A tradition, that once appeared lost, has been revitalized and is taking the business world by storm. Storytelling is now taught in business and marketing courses around the globe, and big business thought leaders are queuing up to learn how to tell engaging stories.
That is because stories like these act like the perfect buttress for achieving organizational goals. These stories do not only inspire, they also illustrate how running a business is like a journey in which every single contributor has an important role to play. In this way, storytelling can be used to convince employees to work smarter. Read on to learn exactly how storytelling techniques can be used in presentations.

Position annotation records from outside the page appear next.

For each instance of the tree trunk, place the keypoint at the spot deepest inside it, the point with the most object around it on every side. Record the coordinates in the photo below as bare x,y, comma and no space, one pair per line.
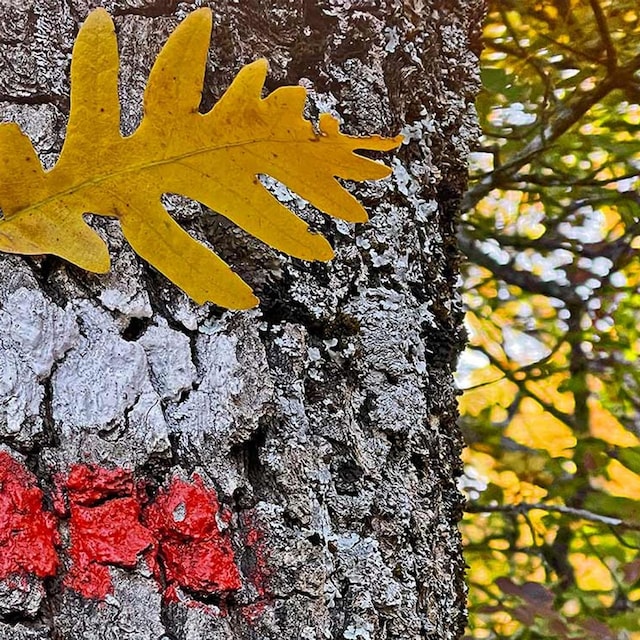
306,451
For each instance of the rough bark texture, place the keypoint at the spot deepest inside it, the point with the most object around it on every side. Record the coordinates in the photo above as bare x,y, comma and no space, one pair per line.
325,419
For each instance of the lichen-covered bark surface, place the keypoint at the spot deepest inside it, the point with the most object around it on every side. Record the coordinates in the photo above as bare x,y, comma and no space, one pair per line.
316,433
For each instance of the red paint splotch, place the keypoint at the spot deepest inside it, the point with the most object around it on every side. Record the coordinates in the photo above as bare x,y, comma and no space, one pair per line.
194,554
28,533
112,522
104,526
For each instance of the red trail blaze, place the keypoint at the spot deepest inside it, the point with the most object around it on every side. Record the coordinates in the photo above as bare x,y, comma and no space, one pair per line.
194,553
104,526
28,534
112,523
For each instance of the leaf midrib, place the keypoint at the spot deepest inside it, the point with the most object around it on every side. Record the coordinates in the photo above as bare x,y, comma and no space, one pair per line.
139,167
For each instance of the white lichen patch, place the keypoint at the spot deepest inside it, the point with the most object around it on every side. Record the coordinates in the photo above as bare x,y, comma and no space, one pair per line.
36,333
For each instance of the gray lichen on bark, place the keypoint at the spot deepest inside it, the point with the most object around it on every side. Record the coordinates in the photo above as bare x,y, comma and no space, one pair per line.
326,418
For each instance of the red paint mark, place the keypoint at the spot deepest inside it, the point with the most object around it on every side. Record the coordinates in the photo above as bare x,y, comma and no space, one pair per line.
193,552
28,534
112,523
104,526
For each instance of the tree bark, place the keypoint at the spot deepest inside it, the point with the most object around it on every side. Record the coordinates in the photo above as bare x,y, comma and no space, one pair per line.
323,422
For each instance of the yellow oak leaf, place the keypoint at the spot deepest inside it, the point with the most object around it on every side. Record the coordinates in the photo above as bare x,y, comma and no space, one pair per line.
214,158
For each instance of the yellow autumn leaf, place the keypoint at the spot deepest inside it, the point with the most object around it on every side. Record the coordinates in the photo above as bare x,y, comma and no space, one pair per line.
214,158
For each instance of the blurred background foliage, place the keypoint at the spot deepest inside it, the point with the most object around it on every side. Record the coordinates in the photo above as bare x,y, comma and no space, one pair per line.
551,403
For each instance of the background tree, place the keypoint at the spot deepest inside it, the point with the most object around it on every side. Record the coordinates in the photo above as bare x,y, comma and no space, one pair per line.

Show, Don’t Tell, Your Intentions
When you are clear on what your goal is for a particular presentation, you can work on finding a story that represents the goal in a clear way, without directly stating it. It should be clear from the story what your intentions are. Ask someone you trust to listen to the story, and see if they can easily deduce the point that you are trying to make.
Jump Straight into the Action
Skip the long intro. Don’t waste time with a long explanation. Instead, take your listeners straight into the heart of the story, and engage them, using your body and voice to draw them into the story with you. Your body and voice are an instrument that, when used well, can sweep up an audience and carry them along on the thrilling ride that is your story.
Sprinkle in Detail
By carefully dosing out detail while you are telling the story, you will engage different areas in the brains of listeners. As a result, your story suddenly becomes much more memorable. Sensory descriptions are particularly good at lighting up certain areas of the brain to do with memory. Try to describe how somethings looks, feels or tastes by using as many senses as possible. Carefully choose apt adjectives, but don’t overdo it. Too much detail can be overwhelming, and it will leave listeners tired.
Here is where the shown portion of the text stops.